Seperti layaknya pesantren kebanyakan, Dar al-Tauhid juga mengaji beragam kitab kuning. Kitab-kitab ini pun digunakan sebagai referensi pengajaran di madrasah, di antaranya adalah Kitab Tuhfah al-Athfal, Kharidah Bahiyyah, Sullam Munajat, Syabrawiy Awamil, Qawa’id I’lal Amtsilati, Washaya al-Aba’ li al-Abna’, Khulashah Nur al-Yaqin, Lughah Takhattub, Nazham al-Jazariyyah, al-Jawahir al-Kalamiyyah, Sullam al-Taufiq, al-Ajrumiyyah, Qawa’id al-Sharaf, al-Tahliyyah wa al-Targhib, Kifayah al-Awam, Taqrib, Imrithiy Qawa’id al-I’rab, Nazham Maqshubh, Abu Jamrah dan al-Muhadatsah al-Yaumiyyah.
Selain pengajaran harian kitab-kitab di atas, juga ada ngaji pasaran yang diselenggarakan selama bulan Ramadhan. Ngaji pasaran ini dilaksanakan secara intens di bulan Ramadhan dengan mengaji kitab Kutubus Sittah (enam kitab hadits) secara estafet setiap Ramadhan.

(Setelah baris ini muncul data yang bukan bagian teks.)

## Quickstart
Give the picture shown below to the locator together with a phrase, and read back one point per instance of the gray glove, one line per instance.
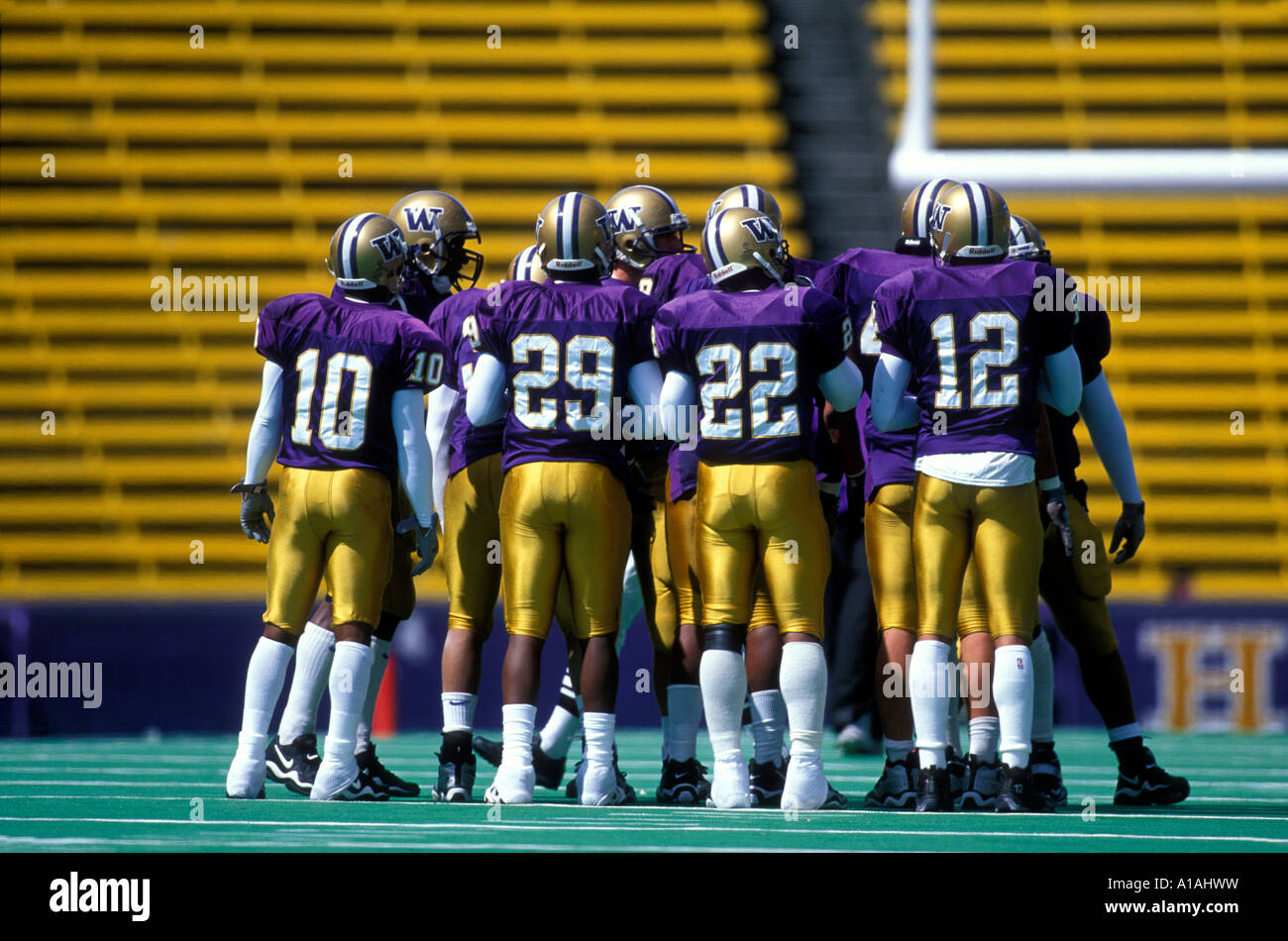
(256, 505)
(1129, 529)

Itulah Pesantren Dar al-Tauhid yang cukup tua di daerah Arjawinangun Cirebon. Sumbangsihnya tentu tak sedikit. Para alumninya sudah banyak berkiprah di mana-mana. Ada yang meneruskan perjuangan para gurunya sebagai pendiri dan pengasuh pesantren, ada juga yang menjadi guru, birokrat, politisi, pedagang, petani, nelayan, tentara, serta profesi-profesi lainnya. Semua alumni yang bertebaran di berbagai daerah itu terwadahi dalam organisasi bernama HAMADA (Himpunan Alumni Ma’had Dar al Tauhid).***
(Foto: Ponpes Dar al-Tauhid Arjawinangun)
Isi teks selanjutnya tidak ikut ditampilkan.